A review of the improved electrochemical property achieved by the incorporation of transition metal-based quantum dots applied in supercapacitors

Owing to their quantum confinement and edge effects, quantum dots exhibit exceptional properties, including an enlarged specific surface area, high surface-to-volume ratios and abundant active sites. These attributes render them applicable in diverse energy-related domains such as solar cells, catalysis, batteries, and supercapacitors. Notably, quantum dots based on transition metals exhibit promising potential in enhancing electrochemical performance within the realm of supercapacitors.
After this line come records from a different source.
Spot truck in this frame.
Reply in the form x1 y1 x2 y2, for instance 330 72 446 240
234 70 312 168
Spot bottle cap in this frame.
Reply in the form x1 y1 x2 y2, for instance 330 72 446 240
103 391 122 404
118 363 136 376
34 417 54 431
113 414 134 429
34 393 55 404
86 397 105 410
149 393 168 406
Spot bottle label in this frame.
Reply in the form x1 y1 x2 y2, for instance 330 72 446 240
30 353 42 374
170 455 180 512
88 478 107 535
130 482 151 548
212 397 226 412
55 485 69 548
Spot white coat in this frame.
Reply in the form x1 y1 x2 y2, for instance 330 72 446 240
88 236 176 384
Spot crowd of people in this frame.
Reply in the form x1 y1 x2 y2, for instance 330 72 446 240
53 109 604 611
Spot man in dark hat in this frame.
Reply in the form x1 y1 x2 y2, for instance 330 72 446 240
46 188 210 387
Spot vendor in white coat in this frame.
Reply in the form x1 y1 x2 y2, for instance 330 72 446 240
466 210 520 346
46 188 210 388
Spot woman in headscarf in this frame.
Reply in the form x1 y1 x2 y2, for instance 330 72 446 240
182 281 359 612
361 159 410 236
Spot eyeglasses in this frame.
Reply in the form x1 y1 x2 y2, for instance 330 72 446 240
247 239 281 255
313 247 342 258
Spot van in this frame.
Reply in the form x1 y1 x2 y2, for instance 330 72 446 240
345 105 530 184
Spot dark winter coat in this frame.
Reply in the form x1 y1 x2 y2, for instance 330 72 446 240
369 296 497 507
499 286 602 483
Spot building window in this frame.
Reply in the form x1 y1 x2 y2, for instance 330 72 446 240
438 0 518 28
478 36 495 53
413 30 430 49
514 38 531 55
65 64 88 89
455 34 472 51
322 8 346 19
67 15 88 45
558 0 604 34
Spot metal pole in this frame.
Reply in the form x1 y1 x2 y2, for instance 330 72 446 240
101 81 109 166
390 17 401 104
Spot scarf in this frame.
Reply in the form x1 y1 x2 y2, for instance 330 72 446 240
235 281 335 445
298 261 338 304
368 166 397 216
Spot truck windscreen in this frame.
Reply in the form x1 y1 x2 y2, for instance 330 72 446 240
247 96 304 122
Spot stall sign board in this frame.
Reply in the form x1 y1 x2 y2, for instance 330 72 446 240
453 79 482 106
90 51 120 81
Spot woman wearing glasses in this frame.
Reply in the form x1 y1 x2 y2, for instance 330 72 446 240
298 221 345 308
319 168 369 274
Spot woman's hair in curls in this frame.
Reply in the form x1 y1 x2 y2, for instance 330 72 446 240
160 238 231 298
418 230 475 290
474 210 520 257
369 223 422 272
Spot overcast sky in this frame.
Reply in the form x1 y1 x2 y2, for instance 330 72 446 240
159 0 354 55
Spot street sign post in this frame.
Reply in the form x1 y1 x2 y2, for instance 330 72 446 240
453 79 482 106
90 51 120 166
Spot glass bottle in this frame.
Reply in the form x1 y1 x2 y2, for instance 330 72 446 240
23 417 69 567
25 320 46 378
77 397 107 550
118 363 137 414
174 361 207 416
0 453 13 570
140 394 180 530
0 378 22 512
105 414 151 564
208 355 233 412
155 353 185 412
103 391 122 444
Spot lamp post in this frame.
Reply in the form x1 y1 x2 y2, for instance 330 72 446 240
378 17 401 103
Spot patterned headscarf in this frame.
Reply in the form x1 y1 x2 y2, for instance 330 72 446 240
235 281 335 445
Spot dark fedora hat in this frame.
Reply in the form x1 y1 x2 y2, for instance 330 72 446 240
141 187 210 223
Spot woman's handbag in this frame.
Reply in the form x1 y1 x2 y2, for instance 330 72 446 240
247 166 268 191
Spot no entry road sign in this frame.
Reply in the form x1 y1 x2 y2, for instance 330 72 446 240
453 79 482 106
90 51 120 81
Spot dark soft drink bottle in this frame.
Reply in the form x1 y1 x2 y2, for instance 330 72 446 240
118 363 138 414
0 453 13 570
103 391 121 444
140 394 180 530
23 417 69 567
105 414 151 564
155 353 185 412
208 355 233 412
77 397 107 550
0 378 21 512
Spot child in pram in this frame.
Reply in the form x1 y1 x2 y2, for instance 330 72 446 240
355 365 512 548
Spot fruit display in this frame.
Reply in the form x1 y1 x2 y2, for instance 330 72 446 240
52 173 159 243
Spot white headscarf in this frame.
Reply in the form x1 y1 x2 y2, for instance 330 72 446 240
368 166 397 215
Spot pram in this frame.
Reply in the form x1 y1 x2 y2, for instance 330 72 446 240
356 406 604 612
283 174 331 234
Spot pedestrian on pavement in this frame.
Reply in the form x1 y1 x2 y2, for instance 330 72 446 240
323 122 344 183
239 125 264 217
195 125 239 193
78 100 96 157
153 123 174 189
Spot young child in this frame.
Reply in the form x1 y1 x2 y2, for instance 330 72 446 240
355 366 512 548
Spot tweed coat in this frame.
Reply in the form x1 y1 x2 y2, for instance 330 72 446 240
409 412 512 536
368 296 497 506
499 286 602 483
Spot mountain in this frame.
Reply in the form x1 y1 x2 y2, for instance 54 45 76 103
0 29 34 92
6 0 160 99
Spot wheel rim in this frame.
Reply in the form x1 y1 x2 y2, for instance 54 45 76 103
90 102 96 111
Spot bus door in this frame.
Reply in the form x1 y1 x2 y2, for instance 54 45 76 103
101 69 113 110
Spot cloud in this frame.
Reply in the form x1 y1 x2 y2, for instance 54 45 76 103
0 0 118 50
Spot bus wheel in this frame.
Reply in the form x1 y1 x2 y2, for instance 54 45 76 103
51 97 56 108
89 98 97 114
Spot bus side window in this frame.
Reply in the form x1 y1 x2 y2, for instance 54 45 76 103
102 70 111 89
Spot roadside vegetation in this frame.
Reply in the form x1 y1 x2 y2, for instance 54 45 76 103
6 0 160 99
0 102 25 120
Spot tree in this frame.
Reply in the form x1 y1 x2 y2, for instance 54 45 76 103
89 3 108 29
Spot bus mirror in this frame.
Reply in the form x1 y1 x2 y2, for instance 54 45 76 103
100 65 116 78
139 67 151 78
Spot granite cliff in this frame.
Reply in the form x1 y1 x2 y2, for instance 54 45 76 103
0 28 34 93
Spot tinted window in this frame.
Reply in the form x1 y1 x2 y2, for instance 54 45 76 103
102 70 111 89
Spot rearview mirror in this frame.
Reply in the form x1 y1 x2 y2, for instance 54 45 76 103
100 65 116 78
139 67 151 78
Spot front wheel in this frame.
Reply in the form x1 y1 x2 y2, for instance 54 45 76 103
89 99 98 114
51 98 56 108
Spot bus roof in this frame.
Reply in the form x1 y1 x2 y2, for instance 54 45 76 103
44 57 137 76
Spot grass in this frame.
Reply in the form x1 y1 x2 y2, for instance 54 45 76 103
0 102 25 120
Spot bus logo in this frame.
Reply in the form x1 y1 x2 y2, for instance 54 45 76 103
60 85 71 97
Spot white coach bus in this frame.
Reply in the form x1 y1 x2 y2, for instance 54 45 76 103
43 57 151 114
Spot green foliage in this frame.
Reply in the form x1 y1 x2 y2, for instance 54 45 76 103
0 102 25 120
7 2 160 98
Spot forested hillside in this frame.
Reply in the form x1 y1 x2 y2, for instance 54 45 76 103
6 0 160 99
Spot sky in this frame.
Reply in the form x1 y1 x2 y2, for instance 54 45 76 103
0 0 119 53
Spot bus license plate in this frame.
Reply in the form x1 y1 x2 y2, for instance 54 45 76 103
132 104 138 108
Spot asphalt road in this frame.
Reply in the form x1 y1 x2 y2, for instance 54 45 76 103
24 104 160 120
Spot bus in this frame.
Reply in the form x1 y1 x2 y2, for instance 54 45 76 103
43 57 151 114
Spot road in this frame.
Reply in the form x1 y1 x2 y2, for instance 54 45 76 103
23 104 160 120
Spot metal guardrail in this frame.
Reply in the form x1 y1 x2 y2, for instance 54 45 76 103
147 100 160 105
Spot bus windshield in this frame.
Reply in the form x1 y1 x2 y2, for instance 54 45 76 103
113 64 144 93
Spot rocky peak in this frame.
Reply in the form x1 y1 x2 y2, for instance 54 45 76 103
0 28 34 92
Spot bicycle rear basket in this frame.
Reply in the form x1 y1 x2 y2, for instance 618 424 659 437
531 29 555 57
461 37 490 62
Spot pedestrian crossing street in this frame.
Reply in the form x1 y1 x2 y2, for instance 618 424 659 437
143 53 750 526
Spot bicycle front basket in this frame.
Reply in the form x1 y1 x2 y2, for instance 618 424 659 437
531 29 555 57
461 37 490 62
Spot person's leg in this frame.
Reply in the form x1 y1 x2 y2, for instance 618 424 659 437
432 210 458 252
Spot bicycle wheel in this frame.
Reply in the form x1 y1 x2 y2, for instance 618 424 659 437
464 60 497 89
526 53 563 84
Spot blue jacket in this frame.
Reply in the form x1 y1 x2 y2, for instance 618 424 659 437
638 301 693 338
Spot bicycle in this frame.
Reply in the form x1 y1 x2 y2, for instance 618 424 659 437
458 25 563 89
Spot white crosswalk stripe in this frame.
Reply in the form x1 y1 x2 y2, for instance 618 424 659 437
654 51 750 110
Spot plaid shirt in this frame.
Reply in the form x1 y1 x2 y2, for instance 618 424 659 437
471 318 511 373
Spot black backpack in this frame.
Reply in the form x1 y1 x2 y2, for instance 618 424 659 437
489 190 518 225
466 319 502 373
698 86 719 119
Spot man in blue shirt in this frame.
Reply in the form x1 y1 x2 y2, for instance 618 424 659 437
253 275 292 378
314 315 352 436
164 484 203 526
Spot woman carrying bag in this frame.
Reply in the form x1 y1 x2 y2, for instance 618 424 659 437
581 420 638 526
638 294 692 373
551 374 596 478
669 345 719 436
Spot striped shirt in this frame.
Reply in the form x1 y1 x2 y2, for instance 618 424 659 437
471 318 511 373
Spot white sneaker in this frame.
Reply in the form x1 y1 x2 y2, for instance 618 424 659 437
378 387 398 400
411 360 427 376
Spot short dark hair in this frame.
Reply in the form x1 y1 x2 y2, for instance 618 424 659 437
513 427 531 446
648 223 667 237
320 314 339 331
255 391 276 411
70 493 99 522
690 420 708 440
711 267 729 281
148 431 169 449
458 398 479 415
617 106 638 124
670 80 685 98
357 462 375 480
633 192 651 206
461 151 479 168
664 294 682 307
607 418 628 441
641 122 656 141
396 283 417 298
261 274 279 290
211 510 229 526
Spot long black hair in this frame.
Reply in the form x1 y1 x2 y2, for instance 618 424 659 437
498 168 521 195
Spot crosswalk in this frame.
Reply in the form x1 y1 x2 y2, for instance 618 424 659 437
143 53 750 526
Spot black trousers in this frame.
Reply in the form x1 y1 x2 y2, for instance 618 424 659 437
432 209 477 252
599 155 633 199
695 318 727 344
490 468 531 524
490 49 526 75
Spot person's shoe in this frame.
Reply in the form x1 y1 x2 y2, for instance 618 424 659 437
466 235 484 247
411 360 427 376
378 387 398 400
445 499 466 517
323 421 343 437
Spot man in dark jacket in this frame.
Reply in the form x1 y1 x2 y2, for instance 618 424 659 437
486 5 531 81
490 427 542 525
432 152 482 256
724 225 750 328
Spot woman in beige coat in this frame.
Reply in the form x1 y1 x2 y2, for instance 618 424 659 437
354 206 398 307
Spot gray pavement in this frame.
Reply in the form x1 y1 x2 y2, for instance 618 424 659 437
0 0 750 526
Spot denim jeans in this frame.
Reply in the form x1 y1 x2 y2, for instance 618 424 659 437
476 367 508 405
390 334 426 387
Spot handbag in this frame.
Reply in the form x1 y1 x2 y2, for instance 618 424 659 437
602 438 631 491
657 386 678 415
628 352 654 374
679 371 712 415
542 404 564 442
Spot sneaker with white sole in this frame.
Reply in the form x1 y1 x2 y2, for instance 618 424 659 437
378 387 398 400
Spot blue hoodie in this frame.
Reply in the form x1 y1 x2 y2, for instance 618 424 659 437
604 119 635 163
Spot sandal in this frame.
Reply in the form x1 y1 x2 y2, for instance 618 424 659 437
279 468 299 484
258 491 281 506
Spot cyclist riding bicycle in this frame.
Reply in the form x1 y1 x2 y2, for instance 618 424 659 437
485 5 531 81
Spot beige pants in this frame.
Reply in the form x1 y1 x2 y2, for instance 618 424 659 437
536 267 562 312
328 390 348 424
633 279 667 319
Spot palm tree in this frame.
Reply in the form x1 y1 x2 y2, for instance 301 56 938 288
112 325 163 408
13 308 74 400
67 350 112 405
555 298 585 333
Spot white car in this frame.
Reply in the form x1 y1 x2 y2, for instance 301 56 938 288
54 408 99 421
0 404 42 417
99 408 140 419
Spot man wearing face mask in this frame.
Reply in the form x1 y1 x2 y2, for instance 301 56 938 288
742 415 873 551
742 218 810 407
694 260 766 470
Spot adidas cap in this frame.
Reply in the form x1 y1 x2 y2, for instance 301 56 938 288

By inheriting high redox activity from transition metals, these quantum dots successfully address the limitations associated with low conductivity, cycling stability, and material utilization inherent in conventional supercapacitor materials. This paper systematically reviews recent advancements in the utilization of various transition metal-based quantum dots in supercapacitors, encompassing pristine transition metals, transition metal oxides, transition metal sulfides, and transition metal hydroxides quantum dots. Emphasis is placed on elucidating the outstanding electrochemical properties and underlying mechanisms of action facilitated by transition metal-based quantum dots in the context of supercapacitors. Subsequently, detailed insights into the synthesis and assembly methods of quantum dots are provided. Finally, a thorough discussion on the significant challenges encountered by quantum dots in super- capacitors, along with proposed future research directions, is presented.